I'm thinking adding another rod/reel to my rack and was thinking about the Penn Sargus SG4000 and a 7' Ugly stick lite, med action. I wade fish along orange beach and like to scale the jetty at Perdido Key fishing off the rocks. I manage to get down at least once a year, maybe two. Looking for any thoughts, comments or other suggestions. Appreciate the help and advice.

Chris


----------



## Lou Albiero (Oct 15, 2010)

Chris, I have the same rod and reel combo and I like it a lot. I've had it about a year now and it's a great combo. I've caught redfish, red grouper, red snapper, lane snapper, sheepshead, trout, and even a 29" amber jack with this combo. Pretty smooth casting and retrieve, good drag. I recommend it.


----------



## seejay (May 10, 2009)

Thanks, Do you spool the reel with braid or mono?
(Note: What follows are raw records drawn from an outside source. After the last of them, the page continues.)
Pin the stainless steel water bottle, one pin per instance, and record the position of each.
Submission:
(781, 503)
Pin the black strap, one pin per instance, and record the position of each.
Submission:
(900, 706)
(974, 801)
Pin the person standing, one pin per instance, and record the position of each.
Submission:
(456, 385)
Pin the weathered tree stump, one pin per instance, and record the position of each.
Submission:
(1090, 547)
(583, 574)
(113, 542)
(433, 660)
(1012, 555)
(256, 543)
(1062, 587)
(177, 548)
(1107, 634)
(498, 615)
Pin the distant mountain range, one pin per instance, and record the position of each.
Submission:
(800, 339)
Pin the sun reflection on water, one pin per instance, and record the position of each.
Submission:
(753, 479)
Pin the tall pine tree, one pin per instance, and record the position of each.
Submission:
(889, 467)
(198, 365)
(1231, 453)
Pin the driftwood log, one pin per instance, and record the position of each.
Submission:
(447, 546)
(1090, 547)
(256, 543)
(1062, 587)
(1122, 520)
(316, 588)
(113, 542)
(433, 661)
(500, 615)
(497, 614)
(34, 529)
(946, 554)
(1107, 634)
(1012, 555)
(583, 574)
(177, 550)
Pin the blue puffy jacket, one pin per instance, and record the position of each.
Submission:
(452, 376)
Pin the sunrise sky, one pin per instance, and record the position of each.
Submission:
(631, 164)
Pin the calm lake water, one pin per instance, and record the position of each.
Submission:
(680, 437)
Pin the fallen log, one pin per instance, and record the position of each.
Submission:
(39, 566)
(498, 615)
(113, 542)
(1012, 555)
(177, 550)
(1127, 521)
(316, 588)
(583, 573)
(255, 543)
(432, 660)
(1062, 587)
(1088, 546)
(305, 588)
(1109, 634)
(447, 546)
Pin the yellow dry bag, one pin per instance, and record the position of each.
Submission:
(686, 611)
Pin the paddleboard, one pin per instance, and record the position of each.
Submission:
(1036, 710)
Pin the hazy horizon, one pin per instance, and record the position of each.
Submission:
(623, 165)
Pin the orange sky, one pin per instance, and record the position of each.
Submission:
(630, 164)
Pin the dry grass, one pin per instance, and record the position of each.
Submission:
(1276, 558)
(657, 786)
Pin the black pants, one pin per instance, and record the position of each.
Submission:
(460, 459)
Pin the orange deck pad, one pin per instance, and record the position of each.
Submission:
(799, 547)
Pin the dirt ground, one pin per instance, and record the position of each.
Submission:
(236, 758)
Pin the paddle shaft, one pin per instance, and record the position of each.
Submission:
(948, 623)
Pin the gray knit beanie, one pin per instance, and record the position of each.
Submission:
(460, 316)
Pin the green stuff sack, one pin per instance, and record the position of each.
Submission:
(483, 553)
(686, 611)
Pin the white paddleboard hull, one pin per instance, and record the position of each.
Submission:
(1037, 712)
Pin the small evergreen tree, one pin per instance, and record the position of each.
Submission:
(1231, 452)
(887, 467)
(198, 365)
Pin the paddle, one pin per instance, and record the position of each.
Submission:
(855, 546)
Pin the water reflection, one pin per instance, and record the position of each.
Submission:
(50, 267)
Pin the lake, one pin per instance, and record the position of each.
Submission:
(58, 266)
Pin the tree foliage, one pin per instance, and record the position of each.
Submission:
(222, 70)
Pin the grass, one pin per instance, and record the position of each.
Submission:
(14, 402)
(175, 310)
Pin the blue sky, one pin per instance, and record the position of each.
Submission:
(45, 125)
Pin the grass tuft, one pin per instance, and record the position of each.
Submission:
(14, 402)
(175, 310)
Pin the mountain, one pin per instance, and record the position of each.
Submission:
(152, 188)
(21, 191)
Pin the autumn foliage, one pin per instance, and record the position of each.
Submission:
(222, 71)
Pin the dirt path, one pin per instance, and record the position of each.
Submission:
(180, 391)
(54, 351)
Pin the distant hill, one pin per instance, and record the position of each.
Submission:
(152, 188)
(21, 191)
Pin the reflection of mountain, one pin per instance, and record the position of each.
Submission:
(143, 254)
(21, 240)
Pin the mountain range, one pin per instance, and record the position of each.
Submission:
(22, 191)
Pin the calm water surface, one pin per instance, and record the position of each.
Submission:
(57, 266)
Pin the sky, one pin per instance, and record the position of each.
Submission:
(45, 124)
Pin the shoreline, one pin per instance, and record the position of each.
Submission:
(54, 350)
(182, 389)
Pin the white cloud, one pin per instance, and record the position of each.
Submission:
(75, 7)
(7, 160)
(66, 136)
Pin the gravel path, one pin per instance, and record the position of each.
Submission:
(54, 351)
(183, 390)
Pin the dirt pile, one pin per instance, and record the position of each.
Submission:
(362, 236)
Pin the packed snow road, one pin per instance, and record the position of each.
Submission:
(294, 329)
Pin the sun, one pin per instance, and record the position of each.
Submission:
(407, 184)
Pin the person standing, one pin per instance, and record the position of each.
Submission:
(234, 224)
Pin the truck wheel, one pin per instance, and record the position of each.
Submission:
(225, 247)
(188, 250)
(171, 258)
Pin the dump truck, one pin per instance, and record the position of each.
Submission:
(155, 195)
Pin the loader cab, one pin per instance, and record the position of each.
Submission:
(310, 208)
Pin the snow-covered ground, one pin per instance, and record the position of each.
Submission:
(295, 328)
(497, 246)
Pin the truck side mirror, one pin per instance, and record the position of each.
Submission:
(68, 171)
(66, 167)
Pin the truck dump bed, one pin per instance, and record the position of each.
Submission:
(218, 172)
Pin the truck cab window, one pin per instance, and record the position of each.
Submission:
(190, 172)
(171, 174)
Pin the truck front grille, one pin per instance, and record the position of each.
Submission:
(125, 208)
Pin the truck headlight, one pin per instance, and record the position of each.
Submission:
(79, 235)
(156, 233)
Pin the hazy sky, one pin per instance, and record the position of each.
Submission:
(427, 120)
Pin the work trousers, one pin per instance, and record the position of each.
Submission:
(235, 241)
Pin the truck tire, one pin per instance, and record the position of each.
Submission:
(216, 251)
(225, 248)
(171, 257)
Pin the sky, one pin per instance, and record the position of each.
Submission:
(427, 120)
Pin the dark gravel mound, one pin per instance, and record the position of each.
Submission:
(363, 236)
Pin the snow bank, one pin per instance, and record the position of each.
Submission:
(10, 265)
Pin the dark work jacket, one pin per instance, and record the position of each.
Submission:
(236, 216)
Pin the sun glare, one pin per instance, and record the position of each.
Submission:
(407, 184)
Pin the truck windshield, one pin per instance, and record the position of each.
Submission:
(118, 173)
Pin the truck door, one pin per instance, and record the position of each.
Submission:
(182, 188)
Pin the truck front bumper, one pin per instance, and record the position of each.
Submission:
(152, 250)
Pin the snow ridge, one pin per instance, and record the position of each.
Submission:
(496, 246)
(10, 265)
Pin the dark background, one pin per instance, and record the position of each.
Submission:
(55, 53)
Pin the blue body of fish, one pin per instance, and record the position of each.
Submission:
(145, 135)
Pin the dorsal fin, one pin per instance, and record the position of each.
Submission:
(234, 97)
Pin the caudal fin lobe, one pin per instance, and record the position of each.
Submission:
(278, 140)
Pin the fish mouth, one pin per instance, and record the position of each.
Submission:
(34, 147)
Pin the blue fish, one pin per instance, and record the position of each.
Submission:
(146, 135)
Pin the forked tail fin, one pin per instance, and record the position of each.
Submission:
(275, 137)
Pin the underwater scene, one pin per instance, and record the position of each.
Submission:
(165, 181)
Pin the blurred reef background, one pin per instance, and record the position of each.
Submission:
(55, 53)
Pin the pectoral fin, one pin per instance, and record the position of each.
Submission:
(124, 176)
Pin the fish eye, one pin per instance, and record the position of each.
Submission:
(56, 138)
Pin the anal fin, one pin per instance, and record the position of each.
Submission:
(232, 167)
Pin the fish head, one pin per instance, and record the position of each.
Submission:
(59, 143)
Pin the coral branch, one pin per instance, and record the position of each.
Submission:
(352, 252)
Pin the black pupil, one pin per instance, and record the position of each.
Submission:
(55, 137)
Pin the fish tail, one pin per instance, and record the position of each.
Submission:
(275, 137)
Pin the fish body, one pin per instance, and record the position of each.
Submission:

I've only spooled with mono, was thinking of trying somethind different. I'm guessing that the reel would have a backing of mono with the braid on top. Just not sure of how big the mono should be. I was thinking of 20lb Power Pro.


----------



## fishn4fun (May 11, 2008)

I have a Sargus as well and love it the drag is smooth and the main reason I bought it the infinit antireverse Im thinking of adding another to my arsenal tomorrow on my way thru Spanish fort


----------



## Lou Albiero (Oct 15, 2010)

It is a great reel. I have two 4000s and a 7000. Love them. Seejay, to answer your question, I do have them spooled with braid. One with 20lb and the other with 30lb. My 7000 has 50lb. All Power Pro. All have backing on them. Had it put on when I had the reels spooled. Bass Pro did it for free.


----------



## seejay (May 10, 2009)

Thanks for the help and suggestions. I picked one up last night for what I thought was a good deal, less than $50.00 brand new spooled with 10 lb floro. I can use the floro on fresh water reel, so its not waste. Now just have to get the rod. Still leaning to the 7' ugly stick lite.


----------



## j.howell (Mar 20, 2011)

Recently, for my birthday, my wife got me a Sargus SG7000 and 10' Kunnan Performance Rod. I love the Sargus series reels. The turning is incredibly smooth and one great feature, there is no back play with the handle. When you set the hook, it's an instant set, no play room. I think your choice with Sargus is a wise decision, no matter the pole. But Shakespeare helps


----------



## Bullshark (Mar 19, 2009)

I have a little bit of negative feedback. When the sargus reel first came out and I saw how smooth they are I went nuts buying them. I have 7 inshore rods and 1 big spinning rod all with Penn sargus. They handle everything inshore just fine as long as the fish isn't a drag monster. Do not catch a bonefish with that reel and have some extra bearings lying around.


----------